7 things I like about the Daily Mail Beta
Regular readers may have noticed that I find it very easy to write article after article moaning "Well, I wouldn't have done it like that" about newspaper websites, so I thought I'd try a different tack for a change. Instead of the usual currybetdotnet "Here is where I think they went wrong" article - here are seven things I like about the Daily Mail's new beta design.
Click through today in pictures
People like pictures on the web - well, except for really old skool geeky people still using command line text only browsers - and the Mail's new Beta homepage makes a picture feature one of their main elements.
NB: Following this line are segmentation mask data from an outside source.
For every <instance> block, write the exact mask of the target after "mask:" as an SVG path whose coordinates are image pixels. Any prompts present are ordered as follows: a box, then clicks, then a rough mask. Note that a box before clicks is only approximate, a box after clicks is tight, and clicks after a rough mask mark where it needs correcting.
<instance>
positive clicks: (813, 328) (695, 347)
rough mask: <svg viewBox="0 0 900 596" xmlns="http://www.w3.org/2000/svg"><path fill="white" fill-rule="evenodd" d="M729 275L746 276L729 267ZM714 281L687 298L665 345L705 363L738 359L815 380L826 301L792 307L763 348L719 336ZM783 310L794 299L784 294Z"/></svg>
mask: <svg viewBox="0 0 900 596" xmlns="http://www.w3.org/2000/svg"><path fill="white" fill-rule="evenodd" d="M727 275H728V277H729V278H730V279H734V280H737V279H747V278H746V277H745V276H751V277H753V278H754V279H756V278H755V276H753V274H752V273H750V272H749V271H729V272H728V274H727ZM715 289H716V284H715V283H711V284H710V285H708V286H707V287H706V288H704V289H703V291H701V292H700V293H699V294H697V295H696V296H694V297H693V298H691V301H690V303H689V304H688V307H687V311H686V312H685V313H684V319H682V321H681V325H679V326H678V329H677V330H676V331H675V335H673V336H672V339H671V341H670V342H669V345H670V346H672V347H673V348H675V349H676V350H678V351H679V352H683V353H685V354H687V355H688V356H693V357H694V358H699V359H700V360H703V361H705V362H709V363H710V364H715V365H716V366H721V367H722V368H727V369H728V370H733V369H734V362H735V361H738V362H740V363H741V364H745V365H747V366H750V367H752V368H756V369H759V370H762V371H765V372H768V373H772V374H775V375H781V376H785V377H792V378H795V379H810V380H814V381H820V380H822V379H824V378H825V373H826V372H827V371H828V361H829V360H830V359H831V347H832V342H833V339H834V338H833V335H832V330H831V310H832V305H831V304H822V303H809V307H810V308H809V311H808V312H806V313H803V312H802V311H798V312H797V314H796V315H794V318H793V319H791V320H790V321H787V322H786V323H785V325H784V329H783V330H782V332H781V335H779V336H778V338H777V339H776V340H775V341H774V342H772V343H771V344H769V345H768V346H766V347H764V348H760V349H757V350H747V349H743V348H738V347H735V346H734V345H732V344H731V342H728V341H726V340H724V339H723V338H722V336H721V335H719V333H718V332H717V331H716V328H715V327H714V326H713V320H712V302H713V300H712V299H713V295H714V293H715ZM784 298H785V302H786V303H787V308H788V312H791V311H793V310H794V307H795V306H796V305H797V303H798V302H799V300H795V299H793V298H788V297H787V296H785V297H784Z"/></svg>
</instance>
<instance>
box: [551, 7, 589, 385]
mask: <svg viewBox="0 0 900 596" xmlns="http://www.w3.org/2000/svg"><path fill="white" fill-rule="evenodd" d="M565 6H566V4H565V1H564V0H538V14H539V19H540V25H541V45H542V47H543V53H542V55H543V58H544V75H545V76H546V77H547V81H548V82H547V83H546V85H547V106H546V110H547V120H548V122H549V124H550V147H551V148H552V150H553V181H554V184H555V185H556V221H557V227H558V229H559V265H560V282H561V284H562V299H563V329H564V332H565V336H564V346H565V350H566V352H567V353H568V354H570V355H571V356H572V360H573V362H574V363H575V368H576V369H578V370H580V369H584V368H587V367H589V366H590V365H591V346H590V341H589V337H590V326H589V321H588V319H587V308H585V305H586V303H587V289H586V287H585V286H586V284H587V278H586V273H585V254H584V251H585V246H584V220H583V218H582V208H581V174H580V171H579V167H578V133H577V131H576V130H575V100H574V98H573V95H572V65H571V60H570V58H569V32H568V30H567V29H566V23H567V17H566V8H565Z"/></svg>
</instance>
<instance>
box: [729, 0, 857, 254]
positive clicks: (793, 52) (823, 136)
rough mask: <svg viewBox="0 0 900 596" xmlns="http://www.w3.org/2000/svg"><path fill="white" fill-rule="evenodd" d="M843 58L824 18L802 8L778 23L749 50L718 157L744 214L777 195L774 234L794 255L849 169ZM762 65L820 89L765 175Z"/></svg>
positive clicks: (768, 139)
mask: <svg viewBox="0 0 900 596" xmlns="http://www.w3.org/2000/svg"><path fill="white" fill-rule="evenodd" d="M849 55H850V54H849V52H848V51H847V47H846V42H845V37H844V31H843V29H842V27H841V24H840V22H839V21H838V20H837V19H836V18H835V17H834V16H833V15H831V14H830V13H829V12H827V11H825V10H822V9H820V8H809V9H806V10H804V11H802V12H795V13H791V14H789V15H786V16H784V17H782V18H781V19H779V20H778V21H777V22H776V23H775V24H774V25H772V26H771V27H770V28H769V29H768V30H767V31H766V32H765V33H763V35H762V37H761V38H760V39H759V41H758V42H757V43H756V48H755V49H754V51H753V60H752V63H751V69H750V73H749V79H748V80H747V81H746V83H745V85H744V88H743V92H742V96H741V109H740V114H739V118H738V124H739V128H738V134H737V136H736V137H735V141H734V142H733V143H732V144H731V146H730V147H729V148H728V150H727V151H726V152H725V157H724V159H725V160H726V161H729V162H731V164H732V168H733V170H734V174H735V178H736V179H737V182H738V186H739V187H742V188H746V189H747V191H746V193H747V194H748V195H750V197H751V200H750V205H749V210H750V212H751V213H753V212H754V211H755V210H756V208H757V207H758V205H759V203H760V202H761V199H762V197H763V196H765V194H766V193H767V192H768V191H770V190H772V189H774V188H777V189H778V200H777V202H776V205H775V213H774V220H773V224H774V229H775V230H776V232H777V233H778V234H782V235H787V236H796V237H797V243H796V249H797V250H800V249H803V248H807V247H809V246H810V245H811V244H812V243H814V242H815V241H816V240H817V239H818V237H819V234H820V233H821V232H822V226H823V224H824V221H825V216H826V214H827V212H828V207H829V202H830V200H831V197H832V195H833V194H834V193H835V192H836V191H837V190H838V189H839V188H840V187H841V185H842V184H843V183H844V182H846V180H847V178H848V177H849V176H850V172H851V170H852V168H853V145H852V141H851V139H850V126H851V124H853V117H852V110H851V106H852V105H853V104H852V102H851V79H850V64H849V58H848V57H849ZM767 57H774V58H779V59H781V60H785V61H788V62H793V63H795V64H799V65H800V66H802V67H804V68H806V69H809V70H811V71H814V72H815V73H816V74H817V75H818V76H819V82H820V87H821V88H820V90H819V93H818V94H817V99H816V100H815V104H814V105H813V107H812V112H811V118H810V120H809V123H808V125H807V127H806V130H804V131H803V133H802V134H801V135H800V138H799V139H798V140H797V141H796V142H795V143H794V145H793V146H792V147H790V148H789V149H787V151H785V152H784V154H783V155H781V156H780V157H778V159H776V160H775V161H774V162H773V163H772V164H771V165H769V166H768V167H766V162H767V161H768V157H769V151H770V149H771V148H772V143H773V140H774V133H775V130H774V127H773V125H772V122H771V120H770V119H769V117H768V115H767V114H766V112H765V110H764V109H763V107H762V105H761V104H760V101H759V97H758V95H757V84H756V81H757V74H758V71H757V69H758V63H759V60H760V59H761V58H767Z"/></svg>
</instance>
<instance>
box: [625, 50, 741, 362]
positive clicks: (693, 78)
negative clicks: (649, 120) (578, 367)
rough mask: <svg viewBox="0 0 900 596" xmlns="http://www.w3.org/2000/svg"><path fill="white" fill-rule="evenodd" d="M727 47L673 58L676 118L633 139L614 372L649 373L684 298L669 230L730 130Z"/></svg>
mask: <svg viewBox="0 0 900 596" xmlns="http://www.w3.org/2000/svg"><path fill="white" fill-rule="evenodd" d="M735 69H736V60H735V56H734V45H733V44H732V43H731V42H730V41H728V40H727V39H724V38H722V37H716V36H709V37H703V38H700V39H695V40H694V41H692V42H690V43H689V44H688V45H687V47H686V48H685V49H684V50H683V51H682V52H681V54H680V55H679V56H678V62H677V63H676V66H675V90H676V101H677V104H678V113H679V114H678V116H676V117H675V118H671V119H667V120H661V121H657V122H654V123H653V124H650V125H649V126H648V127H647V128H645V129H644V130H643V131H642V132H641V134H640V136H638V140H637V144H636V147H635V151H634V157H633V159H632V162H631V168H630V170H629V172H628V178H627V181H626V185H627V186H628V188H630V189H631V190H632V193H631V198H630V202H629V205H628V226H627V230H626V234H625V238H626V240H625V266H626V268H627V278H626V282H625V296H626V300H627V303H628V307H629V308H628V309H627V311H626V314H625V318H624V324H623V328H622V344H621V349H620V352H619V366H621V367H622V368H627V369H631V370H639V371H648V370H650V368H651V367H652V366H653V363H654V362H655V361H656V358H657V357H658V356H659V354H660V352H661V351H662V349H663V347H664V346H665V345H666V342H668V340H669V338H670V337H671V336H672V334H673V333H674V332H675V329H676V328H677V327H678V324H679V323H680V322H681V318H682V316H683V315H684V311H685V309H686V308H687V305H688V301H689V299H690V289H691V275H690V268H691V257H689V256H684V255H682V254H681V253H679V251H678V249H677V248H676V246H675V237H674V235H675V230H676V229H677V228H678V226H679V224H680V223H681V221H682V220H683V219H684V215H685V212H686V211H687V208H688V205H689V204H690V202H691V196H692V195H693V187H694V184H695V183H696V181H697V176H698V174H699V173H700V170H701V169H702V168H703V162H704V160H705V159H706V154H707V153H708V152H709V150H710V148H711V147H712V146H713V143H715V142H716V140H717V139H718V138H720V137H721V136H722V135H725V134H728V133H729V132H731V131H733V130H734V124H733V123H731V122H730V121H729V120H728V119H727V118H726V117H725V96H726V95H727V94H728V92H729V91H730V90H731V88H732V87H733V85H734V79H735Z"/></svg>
The panel rotates through several of the paper's best images of the day, and users can click directly onto any of the stories using the thumbnail strip underneath. This seems to serve the same function as the picture on the front page of the Daily Mail printed edition, which often puts the focus on a 'softer' celeb driven story, rather than the main news agenda of the day. It will be interesting to see what happens with this space on a heavy news day - and whether in the event of another major terrorist attack on the West, for example, the Mail would use this slot to follow the news rather than the gossip.
Even more emphasis on 'Femail Today'
For a long time it has seemed that the Daily Mail has been doing really well online with the Femail content they showcase on the right-hand side of their existing design. The new Beta emphasises that content even more, with an expanded column for celeb-spotting, gossip and style news.
The only risk for the paper here is that the online version increasingly feels more down-market than the printed edition. The online appeal of this style of content is surely one of the drivers behind the Mail's increased ABCe figures. I call it car-crash journalism to be honest. Whether the content is being catty about celebs, or promising me sexy pictures, I find I can't help slowing down to have a look. I hate myself for it afterwards, of course...
A new feature is the 'Headlines' page. This, on a single page, lists every story published on a particular day in a particular section. Users can navigate through the content by day - rather like on a blog with daily archives enabled. It doesn't appear to map 1-to-1 with what was in the printed newspaper, but it looks like a useful variation on the section-based browse mechanism used across the rest of the site.
I've spent a long time working on interactive voting applications in the past, and I always like to see them done well. The new Daily Mail Beta has a single 'Polls' page which lists the recent votes that have been run on the site in order.
Casting a vote is a satisfying user experience, with a great big custom tick appearing across the check-boxes on the form.
Shane Richmond has written before about the way that people gravitate towards reading 'silly' news stories online, and the seemingly never-ending life of the BBC's story about the Sudanese goat is testament to that. The Daily Mail beta collects together all of their News At Ten "And finally..." style content into one scrollable graphical strip about halfway down the homepage.
It is a very visual way of showcasing quirky content that is likely to generate click-throughs
The Daily Mail Beta introduces a new way of clipping 'My Stories' to a personalised page. This is enabled as both 'light-touch' personalisation that works without registration based on cookies, and also for registered users who are signed in. Items on the 'My Stories' page are colour-coded and grouped into their parent sections.
Users can also access their stories from the right-hand navigation on pages. A counter indicates how many of their 50 clippings they have used up, and the panel can be expanded to show the stories that have been saved.
The fact that it is a Beta
I love the fact that it is a Beta. Not many mainstream media organisations have been brave enough to engage with widespread testing of new designs on their audience in this way. The Mail is soliciting feedback via an online forum and email, and the hope of course is that they spot any issues early on that are really going to upset their audience, and can fix any technical glitches that their internal testing hasn't spotted.
You couldn't make it up...
It might seem odd on currybetdotnet to find me writing in praise of the Daily Mail, but I am genuinely impressed at the open approach they are taking to their re-design. Of course, there are things that I don't like about the design:
- I find myself irked by the way that you get a preview of the top story from a section overlaid onto the page when you hover over the navigation.
- The homepage seems way too long, with a little bit of everything on it. It lacks a clear focus, and towards the bottom of the page the design gets a bit ragged in my opinion.
- Using a Firefox/MacBook combo I found some rendering problems with the dynamic elements.
- I don't think they've done much to improve the layout of individual story pages - a side-by-side comparison illustrates they have done little to increase the relative amount of space allocated to stories, or their legibility.
I like some of the new functionality though. It seems to me that they must have clearly identified that the way they think they can grow their online audience is not by emulating the style of the 'serious' newspaper sites of the Telegraph, Times and Guardian, but instead to really put their emphasis on pictures, gossip and 'fun' content. The style of the design supports that. It will be interesting to see, when they launch the site fully, whether they can continue to maintain that audience growth momentum.